[Originally from a Twitter Thread]
I don’t know if I have “ranted” about this here before but:
I absolutely HATE comparing programming languages with “benchmarks”.
Language benchmarks rarely ever actually test for anything useful when comparing one language against another. This goes for ANY language.
Even in the best case scenario: you are comparing different compilers for the same language (and the same input). This means that you are just comparing how well the optimizing backends work for those compilers. Comparing different languages is not even in the same category. When comparing languages, you are not just comparing the optimizing backend of the compiler (assuming it even is compiled), but a completely different input. And most benchmarks rarely use the semantically equivalent code to test against. The implementations vary widely. And even in the case where the input is semantically equivalent AND the compiler backends for each language use the same “library” (e.g. LLVM), even then the semantics of each language may not allow for certain passes. LLVM is a good example which assumes C and C++ semantics. If your language does not adhere to C and C++ semantics, then most of the passes in LLVM cannot be used. And some compilers may have different default “flags” too, which makes dumb comparisons rarely equal (e.g. native vs portable microarchitectures).
Clarifying the semantically equivalent aspect: a printing procedure in one language may be drastically different too. Runtime vs compile-time type information or none at all, flushing after each call or not, richer formatting or not, etc. Are you even comparing the same thing? There is also the “idiomatic” aspect which I hate too. “Idiomatic” in one language is a subjective and personal construct, and may produce very different results compared to “non-idiomatic” code. “Idiomatic” styles might produce slower code in general; the tests won’t show this.

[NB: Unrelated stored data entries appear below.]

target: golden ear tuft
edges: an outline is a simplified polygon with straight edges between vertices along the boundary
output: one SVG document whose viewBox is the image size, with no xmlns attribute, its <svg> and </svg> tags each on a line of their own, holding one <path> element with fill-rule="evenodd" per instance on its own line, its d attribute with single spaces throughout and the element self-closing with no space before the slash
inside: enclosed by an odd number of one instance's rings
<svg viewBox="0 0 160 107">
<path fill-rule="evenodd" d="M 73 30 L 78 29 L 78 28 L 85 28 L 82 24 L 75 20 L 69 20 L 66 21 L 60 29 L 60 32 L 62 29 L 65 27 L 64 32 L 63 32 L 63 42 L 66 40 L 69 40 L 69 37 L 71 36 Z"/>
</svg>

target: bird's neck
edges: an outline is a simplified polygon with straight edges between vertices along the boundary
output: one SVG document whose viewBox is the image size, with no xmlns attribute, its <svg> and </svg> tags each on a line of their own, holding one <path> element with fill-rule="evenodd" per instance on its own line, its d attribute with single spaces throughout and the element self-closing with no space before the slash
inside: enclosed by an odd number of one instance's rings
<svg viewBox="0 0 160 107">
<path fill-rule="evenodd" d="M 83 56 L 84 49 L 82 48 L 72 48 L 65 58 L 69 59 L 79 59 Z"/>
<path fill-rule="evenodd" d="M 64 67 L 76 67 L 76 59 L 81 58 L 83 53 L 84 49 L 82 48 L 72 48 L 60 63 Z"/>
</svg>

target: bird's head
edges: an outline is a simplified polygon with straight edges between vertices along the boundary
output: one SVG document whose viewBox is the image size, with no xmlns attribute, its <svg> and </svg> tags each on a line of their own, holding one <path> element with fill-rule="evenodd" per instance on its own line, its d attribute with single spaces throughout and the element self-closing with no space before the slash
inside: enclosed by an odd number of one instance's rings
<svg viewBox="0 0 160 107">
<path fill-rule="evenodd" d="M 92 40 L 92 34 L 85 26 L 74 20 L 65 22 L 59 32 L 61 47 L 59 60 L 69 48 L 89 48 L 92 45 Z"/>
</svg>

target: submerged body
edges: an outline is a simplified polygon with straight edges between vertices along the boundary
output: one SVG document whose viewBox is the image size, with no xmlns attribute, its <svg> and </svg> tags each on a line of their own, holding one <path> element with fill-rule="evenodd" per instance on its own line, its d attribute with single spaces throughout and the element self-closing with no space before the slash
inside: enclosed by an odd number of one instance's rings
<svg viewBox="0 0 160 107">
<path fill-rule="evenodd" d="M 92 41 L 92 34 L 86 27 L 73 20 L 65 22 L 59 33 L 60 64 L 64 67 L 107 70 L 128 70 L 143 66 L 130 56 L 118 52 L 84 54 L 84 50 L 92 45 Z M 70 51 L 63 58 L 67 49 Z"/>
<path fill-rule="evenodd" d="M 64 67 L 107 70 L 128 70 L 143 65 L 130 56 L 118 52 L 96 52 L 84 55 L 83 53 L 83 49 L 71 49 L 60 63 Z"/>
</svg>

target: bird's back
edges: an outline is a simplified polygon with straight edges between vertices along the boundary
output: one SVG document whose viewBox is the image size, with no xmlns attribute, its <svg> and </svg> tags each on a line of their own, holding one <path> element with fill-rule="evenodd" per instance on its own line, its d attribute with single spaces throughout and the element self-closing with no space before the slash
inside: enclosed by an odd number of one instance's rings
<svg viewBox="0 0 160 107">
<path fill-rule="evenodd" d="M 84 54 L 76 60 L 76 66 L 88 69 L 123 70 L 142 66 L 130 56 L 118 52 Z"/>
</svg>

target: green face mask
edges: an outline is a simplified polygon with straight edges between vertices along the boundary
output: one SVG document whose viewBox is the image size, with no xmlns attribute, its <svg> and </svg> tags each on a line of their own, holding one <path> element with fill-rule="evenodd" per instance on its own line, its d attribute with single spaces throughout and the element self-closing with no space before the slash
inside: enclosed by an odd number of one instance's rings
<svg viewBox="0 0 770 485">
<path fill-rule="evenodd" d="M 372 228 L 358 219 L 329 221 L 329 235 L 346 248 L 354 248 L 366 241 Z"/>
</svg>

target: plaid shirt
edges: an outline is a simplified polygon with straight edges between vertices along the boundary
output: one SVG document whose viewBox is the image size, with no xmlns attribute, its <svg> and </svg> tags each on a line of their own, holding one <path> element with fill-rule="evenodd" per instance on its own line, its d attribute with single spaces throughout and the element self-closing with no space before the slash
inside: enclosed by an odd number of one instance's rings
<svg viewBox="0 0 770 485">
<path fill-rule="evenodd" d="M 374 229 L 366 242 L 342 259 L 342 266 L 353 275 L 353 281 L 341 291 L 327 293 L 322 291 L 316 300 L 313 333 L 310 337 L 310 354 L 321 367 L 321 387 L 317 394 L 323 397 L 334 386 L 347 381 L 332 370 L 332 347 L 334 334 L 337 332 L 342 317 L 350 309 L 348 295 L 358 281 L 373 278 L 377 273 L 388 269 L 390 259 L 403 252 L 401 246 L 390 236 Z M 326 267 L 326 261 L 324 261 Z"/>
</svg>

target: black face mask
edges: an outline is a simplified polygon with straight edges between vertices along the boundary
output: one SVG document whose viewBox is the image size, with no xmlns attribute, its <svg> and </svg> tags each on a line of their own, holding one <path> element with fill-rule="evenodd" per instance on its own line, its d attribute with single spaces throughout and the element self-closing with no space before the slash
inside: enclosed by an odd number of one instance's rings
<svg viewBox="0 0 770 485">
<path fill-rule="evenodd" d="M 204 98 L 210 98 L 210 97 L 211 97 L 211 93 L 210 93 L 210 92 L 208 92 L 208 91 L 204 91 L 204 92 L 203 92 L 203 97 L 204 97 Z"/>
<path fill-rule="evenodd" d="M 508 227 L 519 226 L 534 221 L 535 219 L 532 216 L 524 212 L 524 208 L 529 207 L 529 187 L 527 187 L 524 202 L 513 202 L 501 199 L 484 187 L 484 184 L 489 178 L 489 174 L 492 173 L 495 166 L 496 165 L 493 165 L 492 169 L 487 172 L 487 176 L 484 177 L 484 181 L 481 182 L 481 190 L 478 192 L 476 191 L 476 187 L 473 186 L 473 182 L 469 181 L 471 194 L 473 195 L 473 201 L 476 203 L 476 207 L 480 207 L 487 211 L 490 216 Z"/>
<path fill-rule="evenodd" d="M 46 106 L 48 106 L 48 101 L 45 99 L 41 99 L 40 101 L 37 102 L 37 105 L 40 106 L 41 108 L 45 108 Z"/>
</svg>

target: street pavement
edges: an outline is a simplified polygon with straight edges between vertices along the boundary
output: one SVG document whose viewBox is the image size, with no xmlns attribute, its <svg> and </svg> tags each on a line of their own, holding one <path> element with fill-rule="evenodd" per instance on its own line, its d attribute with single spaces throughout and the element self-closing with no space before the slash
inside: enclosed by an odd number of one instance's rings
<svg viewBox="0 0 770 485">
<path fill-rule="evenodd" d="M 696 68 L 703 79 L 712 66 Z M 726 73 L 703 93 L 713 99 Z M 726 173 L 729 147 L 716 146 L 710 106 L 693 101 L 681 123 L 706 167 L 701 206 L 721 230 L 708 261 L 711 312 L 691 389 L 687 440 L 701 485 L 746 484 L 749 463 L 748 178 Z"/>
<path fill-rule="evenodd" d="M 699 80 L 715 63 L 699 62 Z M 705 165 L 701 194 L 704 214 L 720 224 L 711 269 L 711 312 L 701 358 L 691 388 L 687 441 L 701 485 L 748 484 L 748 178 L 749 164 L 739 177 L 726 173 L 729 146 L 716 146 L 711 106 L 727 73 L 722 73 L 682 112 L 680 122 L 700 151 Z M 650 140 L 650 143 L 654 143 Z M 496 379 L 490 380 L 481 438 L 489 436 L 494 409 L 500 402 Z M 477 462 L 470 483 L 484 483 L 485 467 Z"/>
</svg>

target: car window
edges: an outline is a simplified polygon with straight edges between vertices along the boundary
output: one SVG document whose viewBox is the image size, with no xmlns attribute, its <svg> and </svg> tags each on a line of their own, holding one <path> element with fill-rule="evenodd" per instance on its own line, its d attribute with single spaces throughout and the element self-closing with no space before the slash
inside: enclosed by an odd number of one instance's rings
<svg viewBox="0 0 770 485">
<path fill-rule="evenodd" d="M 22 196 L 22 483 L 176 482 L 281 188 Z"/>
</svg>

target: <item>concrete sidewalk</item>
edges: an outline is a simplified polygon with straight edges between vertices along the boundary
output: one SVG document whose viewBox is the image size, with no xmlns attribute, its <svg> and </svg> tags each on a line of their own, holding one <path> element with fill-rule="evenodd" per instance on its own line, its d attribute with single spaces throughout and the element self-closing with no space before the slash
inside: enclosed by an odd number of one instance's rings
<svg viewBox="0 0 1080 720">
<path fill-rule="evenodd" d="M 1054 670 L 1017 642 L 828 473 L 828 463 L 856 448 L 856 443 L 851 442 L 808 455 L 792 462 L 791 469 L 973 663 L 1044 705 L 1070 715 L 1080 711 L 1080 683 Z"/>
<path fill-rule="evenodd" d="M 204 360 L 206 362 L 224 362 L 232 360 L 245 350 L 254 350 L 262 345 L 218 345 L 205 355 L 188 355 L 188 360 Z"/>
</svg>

One of the most egregious websites for this is: https://programming-language-benchmarks.vercel.app. I recommend anyone to compare two languages of the same ilk and actually read the differences between the code in the tests; note how they are nothing alike most of the time. Different implementations & logic.
n.b. I do personally try to make distinctions between the language, the compiler, the core library, and the ecosystem, as much as I can. I know most people do not and just lump everything together as a single package. This is due to most languages having a single implementation. But if you come from a C or C++ background, like my own, then you are/were confronted with the selection of different toolchains from the start (MSVC, Clang, GCC, Intel, tcc, 8cc, etc). And you are usually forced to write/import your own core library too (e.g. C’s is awful). For a language like Lua, there are different implementations, but they pretty much offer the same “ecosystem”, but just differ in how they are ran (i.e. VM vs JIT). And for many people, the choice of which to use is dictated by the use case.
In summation, metrology is hard. You actually need to know what you are comparing against; if that thing is even measurable (quantitatively or qualitatively) in the first place; that the things you are comparing are actually useful or valid for what you want to know. Comparing multivariate things against each other and going “yep, that entire ’language’ is faster than this one” is misguided at best, and idiotic at worse. Please don’t treat “benchmarks” such as these as mostly pseudo-science, not science. Just because it has loads of numbers and “measurements”, does not make it “scientific”.